Leí sin poder evitarlo, ni quererlo. Estaba ahí por una razón: mi destino era ser una heroína. Un fantasma me había elegido y ahora el libro me probaba digna.
Cada letra despertaba más mi curiosidad y mi necesidad de vengar a mi falso ángel de todo lo que le había pasado en su vida hasta que me confesó, a mí y solo a mí, que no quería pertenecer al mundo de su sangre.
Era una rajada y por eso estaba muerta. Y aun así, sentía cierta empatía por ella, por esa rajada, repudiada, malquerida pseudomundana asesinada.
Apresuré los puntos suspensivos para que siguieran hablando, para que me contaran cómo la había tratado el Instituto pero en vistas de que había acabado encerrada y asesinada por un marido escorpión, muy bien no le debió ir.
Memoricé el nombre de Charlotte Branwell, y decidí que le preguntaría a A.B. y Herondale jefe por ella, algún día.
Maldecí que esa niñata me hubiese sacado de la cama en pijama sin llevar mi teléfono encima y antes de acabar de lamentar no tener una cámara las letras ya había desaparecido para quedar solo en mi memoria.
Un golpe de pecho me hizo despertar en mi cama, con las manos limpias de polvo y la sensación de haber perdido una parte de mi en algún punto de ese súbito despertar.

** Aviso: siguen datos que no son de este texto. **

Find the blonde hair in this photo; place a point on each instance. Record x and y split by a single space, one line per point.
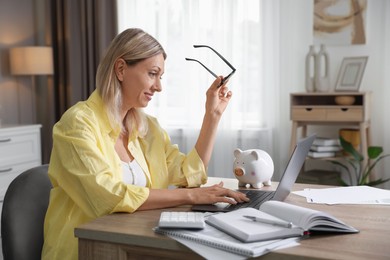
133 45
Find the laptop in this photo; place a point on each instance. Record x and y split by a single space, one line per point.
257 197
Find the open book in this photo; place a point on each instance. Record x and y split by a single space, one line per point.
303 219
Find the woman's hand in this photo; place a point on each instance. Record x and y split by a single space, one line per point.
216 193
218 97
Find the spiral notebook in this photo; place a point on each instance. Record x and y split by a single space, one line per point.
214 238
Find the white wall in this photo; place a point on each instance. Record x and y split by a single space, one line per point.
295 38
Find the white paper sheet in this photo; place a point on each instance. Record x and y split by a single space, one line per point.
347 195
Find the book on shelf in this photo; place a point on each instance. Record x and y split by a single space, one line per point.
325 148
303 220
313 154
323 141
213 238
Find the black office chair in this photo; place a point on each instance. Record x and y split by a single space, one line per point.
24 208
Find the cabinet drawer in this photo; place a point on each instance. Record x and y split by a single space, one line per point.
345 114
19 147
9 172
308 114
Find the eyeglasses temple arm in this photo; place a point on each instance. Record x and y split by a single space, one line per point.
219 55
189 59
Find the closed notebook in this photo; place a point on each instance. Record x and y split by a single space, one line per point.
303 219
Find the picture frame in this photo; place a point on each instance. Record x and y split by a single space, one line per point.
351 73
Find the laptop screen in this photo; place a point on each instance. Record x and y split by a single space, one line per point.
293 168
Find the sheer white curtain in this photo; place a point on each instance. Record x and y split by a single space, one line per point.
235 29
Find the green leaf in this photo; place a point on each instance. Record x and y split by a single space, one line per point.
377 182
374 152
348 147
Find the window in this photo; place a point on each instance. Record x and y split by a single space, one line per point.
230 27
235 29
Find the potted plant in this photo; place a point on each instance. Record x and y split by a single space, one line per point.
356 166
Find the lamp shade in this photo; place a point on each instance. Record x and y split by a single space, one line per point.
32 60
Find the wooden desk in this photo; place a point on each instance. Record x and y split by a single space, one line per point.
130 236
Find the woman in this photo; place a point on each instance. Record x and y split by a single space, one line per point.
108 156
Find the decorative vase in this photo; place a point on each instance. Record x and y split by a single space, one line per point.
310 70
322 82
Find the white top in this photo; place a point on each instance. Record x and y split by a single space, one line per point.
133 174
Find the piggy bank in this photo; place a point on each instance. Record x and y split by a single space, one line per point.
254 167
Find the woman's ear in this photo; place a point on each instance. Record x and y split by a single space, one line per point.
119 68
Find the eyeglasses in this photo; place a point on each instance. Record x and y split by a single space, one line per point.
222 58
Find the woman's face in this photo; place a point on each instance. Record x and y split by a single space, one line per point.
139 82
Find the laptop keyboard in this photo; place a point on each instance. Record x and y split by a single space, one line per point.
256 199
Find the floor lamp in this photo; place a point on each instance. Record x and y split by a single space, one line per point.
31 61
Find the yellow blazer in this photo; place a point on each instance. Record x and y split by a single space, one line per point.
86 173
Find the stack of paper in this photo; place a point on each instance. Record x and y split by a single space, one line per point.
347 195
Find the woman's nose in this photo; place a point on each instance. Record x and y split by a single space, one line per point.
157 86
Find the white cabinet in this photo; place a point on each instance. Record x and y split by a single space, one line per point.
20 149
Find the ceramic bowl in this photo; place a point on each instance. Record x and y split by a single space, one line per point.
344 100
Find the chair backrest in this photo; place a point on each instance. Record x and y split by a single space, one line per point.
24 209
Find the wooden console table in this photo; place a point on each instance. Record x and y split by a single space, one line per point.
321 109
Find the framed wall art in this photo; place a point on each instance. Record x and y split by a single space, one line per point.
351 73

Apagué el despertador antes de que sonara, bajé los pies al suelo y los arrastre hasta mi neceser. Me sentía estafada, triste y sin ganas de comprobar si realmente solo había sido un sueño.
Cuando te decidiste a bajar a la biblioteca en busca de una gota que despertase una lluvia de luz, no encontraste nada. Estabas segura de estar mirando el sitio correcto, esa moldura que el fantasma había señalado en la estantería... Pero no estaba allí. La madera totalmente lisa parecía una burla hacia un sueño que habías sentido más real que ninguno antes. Por mucho que apretaras, rascaras, intentaras mover o tocases con la nariz, nada reaccionaría allí, como si nunca hubiera existido esa lágrima.

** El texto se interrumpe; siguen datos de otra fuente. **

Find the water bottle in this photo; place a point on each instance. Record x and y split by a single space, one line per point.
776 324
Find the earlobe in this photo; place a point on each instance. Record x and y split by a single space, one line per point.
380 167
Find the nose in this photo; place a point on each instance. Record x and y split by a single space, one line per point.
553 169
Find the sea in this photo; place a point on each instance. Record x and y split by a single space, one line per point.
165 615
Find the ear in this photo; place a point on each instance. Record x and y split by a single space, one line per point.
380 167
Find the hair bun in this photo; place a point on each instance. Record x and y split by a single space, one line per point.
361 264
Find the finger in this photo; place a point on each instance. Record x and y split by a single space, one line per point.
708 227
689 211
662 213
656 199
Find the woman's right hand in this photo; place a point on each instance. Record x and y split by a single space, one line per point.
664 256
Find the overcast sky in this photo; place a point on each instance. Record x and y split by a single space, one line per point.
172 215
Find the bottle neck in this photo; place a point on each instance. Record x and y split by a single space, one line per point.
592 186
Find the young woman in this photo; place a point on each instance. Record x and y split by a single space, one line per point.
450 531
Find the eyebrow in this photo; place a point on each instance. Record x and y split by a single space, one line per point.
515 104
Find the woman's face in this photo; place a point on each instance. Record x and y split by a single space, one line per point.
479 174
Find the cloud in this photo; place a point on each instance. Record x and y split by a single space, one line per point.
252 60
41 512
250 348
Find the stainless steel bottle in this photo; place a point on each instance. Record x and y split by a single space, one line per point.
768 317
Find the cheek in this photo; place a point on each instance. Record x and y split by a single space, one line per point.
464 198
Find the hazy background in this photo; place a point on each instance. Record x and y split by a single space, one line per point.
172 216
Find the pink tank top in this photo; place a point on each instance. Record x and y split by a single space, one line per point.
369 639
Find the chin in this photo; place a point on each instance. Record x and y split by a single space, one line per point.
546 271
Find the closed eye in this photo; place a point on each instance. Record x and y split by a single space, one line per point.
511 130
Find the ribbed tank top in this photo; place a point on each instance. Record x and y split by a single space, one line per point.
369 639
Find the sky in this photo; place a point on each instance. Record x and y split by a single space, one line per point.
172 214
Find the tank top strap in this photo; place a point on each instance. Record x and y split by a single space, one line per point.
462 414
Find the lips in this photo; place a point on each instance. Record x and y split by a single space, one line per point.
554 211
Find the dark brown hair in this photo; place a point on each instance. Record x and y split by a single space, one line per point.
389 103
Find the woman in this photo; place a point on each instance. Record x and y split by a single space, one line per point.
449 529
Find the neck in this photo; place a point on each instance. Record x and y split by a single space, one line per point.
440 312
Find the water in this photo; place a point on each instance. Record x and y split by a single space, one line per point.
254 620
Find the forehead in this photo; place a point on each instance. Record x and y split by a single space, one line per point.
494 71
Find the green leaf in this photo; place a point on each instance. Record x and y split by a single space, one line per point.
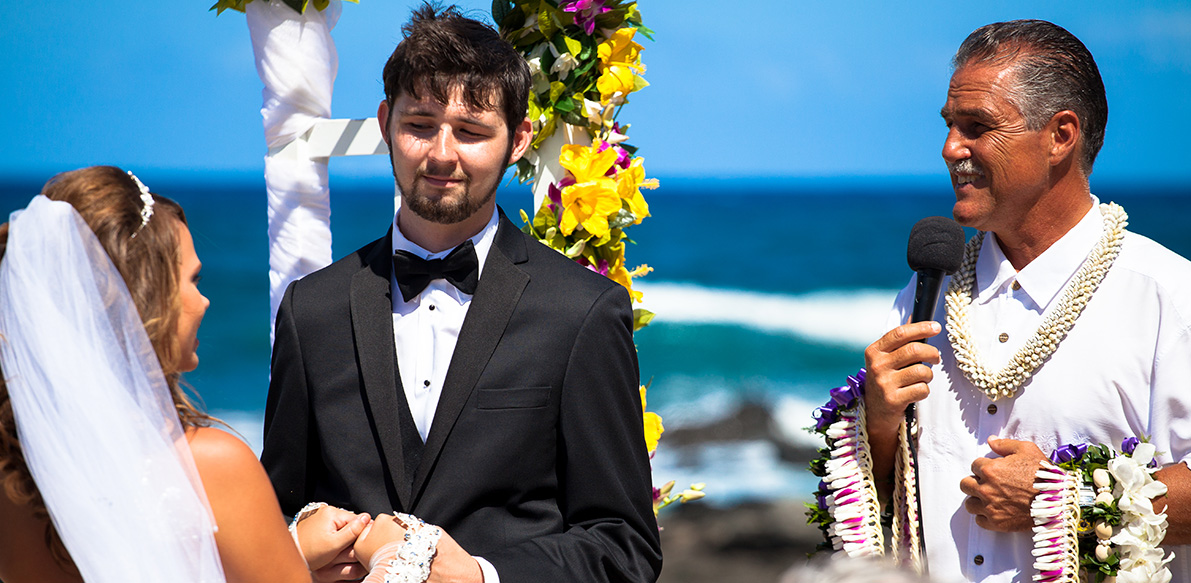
577 249
641 318
546 23
638 82
573 46
644 31
565 105
500 8
556 89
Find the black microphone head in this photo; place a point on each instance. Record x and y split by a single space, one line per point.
935 243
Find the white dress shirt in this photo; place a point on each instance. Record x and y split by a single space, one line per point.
425 331
1123 370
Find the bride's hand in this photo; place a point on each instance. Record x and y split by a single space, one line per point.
323 534
382 531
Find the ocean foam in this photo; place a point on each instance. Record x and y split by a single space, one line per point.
849 318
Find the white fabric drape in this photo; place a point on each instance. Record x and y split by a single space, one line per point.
297 62
93 412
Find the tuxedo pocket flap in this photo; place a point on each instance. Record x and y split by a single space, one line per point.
512 399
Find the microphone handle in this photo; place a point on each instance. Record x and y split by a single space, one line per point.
926 300
926 294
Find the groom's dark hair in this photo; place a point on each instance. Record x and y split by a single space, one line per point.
444 50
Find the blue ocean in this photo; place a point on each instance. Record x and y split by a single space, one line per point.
765 292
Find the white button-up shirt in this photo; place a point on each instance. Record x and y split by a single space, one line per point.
425 328
1123 370
425 331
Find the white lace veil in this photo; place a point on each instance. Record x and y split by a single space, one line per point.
94 415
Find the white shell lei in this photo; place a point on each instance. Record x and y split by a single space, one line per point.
1054 327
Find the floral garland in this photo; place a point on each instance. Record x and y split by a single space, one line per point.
297 5
1101 520
585 63
846 506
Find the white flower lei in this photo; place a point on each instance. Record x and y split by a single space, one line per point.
1039 348
1135 543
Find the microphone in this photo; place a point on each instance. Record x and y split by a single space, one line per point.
935 250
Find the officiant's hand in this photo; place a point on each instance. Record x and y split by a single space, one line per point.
326 538
1001 489
898 374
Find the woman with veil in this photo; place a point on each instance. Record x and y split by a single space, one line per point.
107 470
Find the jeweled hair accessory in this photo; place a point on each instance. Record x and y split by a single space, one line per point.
147 200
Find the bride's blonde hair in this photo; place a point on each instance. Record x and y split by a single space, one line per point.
110 202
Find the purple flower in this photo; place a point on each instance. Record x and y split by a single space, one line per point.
858 381
846 396
824 417
1067 452
585 12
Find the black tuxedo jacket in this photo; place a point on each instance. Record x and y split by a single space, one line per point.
535 459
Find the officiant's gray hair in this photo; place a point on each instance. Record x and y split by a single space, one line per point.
444 50
1053 71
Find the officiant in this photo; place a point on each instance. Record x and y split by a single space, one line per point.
1065 333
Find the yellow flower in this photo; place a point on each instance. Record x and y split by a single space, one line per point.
586 163
624 277
588 204
629 182
621 49
616 79
593 198
653 424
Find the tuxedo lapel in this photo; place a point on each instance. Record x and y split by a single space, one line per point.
500 287
372 321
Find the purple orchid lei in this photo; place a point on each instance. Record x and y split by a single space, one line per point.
846 507
1093 513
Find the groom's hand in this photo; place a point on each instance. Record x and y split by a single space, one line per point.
453 564
328 532
343 568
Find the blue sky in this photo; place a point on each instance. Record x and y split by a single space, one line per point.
761 88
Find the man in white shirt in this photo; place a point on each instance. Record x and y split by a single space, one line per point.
1026 113
456 369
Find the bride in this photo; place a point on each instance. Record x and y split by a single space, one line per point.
107 470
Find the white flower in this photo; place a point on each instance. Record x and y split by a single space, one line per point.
563 63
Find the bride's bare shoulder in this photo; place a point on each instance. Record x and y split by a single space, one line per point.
212 445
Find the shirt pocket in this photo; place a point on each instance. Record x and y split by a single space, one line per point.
527 397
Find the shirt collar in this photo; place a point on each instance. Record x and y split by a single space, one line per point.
482 242
1045 276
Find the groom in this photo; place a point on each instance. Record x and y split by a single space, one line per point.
456 369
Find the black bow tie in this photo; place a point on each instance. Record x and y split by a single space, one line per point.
460 268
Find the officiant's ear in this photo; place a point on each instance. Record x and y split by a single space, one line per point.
382 119
523 136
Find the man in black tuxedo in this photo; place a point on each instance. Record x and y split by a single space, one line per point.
456 369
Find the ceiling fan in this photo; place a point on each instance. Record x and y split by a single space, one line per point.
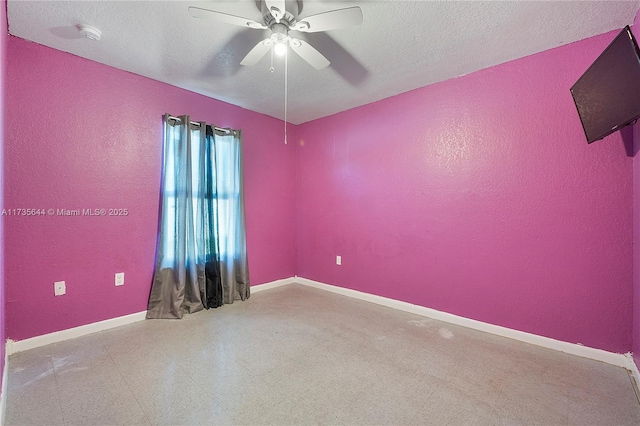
280 17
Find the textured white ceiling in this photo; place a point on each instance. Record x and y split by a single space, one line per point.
402 45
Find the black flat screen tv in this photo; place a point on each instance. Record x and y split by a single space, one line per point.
608 93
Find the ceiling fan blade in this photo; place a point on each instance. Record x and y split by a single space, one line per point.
225 18
258 51
309 53
331 20
276 7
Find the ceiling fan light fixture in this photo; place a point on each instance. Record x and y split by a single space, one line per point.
280 48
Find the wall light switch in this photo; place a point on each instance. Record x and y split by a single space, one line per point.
120 278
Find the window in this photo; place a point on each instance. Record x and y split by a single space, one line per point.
219 156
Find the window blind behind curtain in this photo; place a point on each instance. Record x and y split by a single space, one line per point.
201 259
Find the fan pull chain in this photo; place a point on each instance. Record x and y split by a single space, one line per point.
286 78
272 69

Sin embargo, cuando preguntaste a Gareth por Charlotte Branwell, sí conocía el nombre. Al parecer había sido una de las directoras del Instituto de Londres junto a su marido Henry. Charlotte, Fairchild de soltera, había terminado siendo Cónsul en Idris gracias a sus logros como directora, aunque Gareth no conocía los detalles sobre eso. Sí que te comentó que como Cónsul erradicó la tradición de dirigirse a los nephilim desde un balcón, como hacían los anteriores. Te dijo que seguramente en la biblioteca podrías encontrar más sobre la historia de una nephilim importante como ella y también que en el tercer piso había un pasillo con retratos de los antiguos directores del Instituto, donde podías encontrar uno suyo y otro de su marido, que era famoso por haber sido el inventor —junto a un brujo— de los portales que los nephilim seguían usando hasta ese día.